I couldn't sleep at our Salt Creek campsite (partly due to the raccoons ravaging our pots and pans all night) so I rose early to find nearly fifty surfers already in the water. They're the tiny black specks arcoss the bay. Maybe you can't see them. These guys are serious.

Our new friends Andy and Kris let us stay in the beautiful studio above their garage six miles west of Joyce. We all decided we could have lived there forever. We were deep in the woods, the Strait of Juan de Fuca just below our windowsill.

This, I think, is the favorite stretch of riding so far. The rooty, leafy hiking trail around Lake Crescent escaped the trees for a second as the sun busted through the clouds. We spent an hour here, where an arched wooden foot bridge carries the trail around a tiny cove.

The snow capped hills above Lake Crescent.

This was the only remainder of the railroad around the north shore of Lake Crescent.

Behind the Wal-Mart in Aberdeen homeless people fish for salmon in the bottle neck of Grey's Harbor.

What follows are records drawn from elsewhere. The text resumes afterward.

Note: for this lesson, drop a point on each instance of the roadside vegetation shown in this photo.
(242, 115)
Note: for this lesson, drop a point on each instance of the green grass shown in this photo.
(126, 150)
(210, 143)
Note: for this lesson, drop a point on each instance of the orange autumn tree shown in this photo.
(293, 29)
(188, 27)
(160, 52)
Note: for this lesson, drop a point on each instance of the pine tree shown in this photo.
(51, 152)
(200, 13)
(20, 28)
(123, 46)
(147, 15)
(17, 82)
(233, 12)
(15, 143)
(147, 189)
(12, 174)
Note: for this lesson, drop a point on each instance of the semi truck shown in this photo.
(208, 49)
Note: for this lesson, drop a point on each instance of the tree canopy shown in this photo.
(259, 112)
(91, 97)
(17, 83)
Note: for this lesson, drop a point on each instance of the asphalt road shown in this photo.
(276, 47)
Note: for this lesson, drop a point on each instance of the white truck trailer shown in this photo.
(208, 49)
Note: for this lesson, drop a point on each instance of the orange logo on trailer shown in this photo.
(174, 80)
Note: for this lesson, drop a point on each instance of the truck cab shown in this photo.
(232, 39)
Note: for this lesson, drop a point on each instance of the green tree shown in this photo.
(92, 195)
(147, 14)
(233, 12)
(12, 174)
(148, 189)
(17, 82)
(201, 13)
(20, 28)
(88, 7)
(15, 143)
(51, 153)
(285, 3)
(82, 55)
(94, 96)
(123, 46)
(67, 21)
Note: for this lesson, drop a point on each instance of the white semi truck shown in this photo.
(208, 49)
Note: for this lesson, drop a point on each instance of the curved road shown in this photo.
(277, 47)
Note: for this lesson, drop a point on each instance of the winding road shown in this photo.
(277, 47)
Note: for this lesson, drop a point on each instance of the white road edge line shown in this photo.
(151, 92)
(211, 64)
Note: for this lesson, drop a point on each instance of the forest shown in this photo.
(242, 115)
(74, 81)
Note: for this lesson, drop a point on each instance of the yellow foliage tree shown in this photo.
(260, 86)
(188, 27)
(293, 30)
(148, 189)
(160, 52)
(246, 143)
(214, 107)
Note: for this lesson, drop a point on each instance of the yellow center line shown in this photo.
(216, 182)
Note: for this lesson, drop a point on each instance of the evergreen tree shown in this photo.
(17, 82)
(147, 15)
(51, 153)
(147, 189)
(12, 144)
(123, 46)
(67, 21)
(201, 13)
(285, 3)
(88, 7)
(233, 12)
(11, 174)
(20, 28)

We spent an entire day with our couch surfing host and new good friend, Stephen. He took the day off work to show us around Aberdeen, feed us, introduce us to his friends, and entertain us for hours with hysterical and often terrifying stories. We love this guy.

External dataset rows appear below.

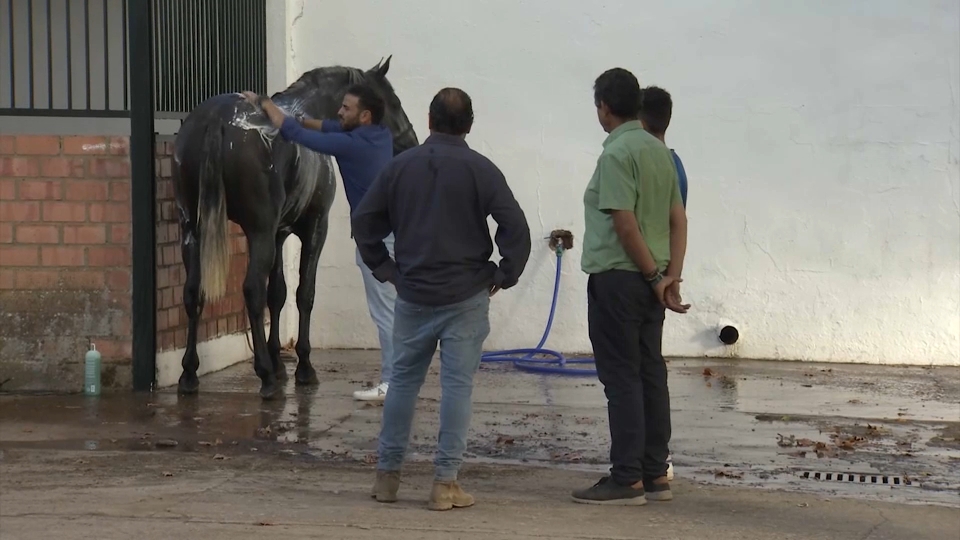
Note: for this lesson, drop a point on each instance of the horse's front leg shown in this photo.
(260, 263)
(313, 239)
(276, 297)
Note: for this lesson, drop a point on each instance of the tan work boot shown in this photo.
(447, 495)
(385, 489)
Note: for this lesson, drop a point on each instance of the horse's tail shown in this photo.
(212, 216)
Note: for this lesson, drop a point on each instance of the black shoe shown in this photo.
(657, 492)
(606, 491)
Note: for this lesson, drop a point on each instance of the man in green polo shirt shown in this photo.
(633, 247)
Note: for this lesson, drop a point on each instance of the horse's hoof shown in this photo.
(308, 378)
(271, 391)
(188, 385)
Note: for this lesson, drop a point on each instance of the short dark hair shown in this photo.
(451, 112)
(369, 100)
(656, 108)
(620, 91)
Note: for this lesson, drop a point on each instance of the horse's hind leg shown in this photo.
(276, 297)
(259, 265)
(193, 303)
(313, 237)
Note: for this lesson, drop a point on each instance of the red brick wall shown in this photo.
(226, 316)
(65, 262)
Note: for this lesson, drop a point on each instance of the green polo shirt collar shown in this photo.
(621, 129)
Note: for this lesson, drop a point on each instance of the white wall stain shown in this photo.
(840, 149)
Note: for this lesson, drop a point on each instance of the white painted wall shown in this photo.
(820, 138)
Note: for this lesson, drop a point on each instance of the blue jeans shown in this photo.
(460, 329)
(380, 301)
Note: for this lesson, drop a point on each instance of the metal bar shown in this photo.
(70, 113)
(49, 56)
(192, 55)
(86, 46)
(123, 48)
(143, 196)
(177, 21)
(106, 56)
(69, 59)
(13, 57)
(30, 51)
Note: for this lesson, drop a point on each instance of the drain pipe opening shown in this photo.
(728, 333)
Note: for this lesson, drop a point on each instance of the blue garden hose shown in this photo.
(556, 363)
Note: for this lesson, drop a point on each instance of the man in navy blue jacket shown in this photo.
(362, 146)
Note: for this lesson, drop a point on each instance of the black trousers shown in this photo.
(626, 329)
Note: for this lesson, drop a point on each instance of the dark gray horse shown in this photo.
(231, 163)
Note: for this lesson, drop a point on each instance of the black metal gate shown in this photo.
(69, 58)
(136, 59)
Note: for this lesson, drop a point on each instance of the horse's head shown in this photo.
(394, 117)
(319, 93)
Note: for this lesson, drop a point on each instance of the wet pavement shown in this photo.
(876, 433)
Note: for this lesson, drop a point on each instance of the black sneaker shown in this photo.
(606, 491)
(657, 492)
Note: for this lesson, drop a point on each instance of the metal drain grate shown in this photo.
(859, 478)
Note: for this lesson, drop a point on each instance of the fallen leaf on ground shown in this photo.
(786, 442)
(735, 475)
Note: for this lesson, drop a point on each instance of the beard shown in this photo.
(348, 124)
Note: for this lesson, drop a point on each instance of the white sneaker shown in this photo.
(377, 393)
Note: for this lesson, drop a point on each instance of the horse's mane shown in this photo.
(314, 76)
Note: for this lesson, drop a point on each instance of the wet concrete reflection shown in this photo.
(734, 422)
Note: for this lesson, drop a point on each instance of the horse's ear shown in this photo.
(381, 69)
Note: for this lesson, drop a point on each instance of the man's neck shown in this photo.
(615, 123)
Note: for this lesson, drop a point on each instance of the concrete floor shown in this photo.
(743, 431)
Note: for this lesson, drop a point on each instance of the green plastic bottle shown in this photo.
(91, 372)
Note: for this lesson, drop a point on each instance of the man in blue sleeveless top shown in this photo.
(362, 146)
(656, 109)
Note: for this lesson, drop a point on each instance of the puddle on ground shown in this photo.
(756, 424)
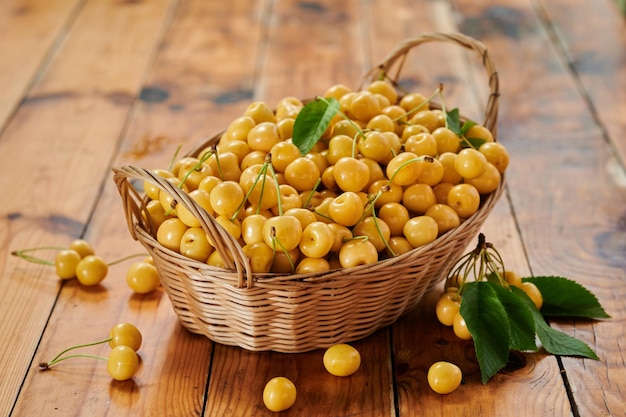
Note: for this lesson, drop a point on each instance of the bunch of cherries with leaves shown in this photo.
(350, 178)
(502, 312)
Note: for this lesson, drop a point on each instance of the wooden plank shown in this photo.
(185, 98)
(418, 339)
(595, 51)
(60, 142)
(565, 195)
(29, 32)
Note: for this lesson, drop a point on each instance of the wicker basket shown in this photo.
(297, 313)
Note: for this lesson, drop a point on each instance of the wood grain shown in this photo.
(566, 230)
(92, 84)
(50, 142)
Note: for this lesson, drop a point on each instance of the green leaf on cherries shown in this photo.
(563, 297)
(521, 322)
(472, 143)
(554, 341)
(488, 324)
(502, 319)
(453, 121)
(312, 121)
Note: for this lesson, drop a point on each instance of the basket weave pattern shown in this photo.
(297, 313)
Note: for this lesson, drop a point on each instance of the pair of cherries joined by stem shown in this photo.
(122, 363)
(79, 261)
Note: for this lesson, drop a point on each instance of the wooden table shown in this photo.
(87, 85)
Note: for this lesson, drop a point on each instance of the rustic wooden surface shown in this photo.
(91, 84)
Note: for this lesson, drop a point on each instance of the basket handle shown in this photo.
(135, 208)
(398, 56)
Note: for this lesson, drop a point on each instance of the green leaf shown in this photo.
(521, 322)
(453, 121)
(467, 126)
(563, 297)
(554, 341)
(487, 322)
(312, 121)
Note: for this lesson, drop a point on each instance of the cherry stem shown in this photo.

We spent another day transferring between countless county buses in attempt to catch up with the weather. The drivers tend to hate us because the bike racks only hold two bikes and we have to convince them of our method of tying the third bike between the others. We spent hours in the backs of buses ranting on and on about the nature of universal truth and the instinctual values of everything. Nothing was resolved.

This morning we left Seaside, where we kept ourselves warm watching the wind and hail from the windows of a fancy resort on the beach. Stephen's Dad and Stepmom invited us to spend a couple nights with them and we jumped at the chance. Yesterday was a very strange day. We spent hours lounging in the pool and hot tub, and taking leisurely rides down the beach. Mike and I even took a free wine tasting class. The whole time Patti was trying to fatten us up, feeding us fantastic portions of delicious food (steak, cookies, bacon and eggs, etc). We can hardly express how grateful we are for their hospitality.


  1. Nice pictures! So, have you traveled more miles by bus or bike at this point?

  2. What's with the film? Is it like a vinyl over digital thing?